Primary Submission Category: Causal Inference and Bias/Discrimination
Detecting and Mitigating Discriminatory Bias in Treatment Assignment Policies: A Causal Algorithmic Fairness Approach with a Field Experiment
Authors: Joel Persson, Jurriën Bakker, Dennis Bohle, Florian von Wangenheim,
Presenting Author: Joel Persson*
Heterogeneous treatment effect (HTE) prediction is often used to learn and optimize treatment assignment policies. Typically, this involves assigning treatment to those individuals for which the predicted HTE exceeds a specified threshold. There is discriminatory bias if the prediction error in the HTE systematically varies across protected groups (e.g., race) as, then, members of some groups are assigned incorrect treatment at a higher rate than others. We develop methods for detecting and mitigating such discriminatory bias.

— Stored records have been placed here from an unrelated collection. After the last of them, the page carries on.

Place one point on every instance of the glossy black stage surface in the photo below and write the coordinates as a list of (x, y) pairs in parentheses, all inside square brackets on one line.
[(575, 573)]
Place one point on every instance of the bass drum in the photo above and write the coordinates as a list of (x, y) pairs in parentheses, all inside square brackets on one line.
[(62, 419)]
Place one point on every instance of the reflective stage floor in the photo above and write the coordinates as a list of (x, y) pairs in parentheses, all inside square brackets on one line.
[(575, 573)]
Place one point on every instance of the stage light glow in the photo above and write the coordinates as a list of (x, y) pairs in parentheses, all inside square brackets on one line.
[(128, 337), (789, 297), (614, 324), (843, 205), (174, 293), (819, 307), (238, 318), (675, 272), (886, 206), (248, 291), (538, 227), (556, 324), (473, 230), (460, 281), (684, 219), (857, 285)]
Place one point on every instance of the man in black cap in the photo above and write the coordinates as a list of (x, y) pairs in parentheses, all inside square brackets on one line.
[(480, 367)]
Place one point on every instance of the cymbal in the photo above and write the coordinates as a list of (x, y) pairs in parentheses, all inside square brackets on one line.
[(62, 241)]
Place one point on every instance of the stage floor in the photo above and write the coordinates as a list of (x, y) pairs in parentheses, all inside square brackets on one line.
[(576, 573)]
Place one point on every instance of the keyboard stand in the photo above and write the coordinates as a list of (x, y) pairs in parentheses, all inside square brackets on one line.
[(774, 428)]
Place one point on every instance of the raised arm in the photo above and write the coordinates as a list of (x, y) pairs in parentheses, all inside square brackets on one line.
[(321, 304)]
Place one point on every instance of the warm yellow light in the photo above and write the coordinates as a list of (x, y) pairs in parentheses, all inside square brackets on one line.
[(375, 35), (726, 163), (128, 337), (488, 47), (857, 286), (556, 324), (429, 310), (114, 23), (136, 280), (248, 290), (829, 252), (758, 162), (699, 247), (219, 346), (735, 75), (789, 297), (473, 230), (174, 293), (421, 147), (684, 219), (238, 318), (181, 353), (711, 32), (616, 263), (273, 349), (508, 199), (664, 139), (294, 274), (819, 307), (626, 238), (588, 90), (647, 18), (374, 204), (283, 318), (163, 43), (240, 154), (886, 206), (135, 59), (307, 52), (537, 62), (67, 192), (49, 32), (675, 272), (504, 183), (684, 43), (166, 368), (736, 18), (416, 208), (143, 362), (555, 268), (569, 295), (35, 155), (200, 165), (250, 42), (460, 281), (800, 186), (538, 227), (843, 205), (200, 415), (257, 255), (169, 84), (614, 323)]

Our methods are based on group-wise estimation and inference of the error in the average HTE predicted by a model versus the average HTE of a consistent and unbiased estimator. Our methods are general; they make minimal assumptions on the prediction model and estimator. Here, we propose estimators based on randomized, regression discontinuity, and instrumental variable designs. Via simulations, we show that our methods are consistent and unbiased in detecting and mitigating the discriminatory bias. To test our methods in practice, we partner with a leading travel marketplace and use data from a field experiment on targeted offers exceeding 1B USD in costs. We find discriminatory bias towards people from some countries but that our methods can mitigate this. Our work contributes to previous research by developing methods for detecting and mitigating discriminatory bias in treatment assignment policies and by demonstrating their performance in practice.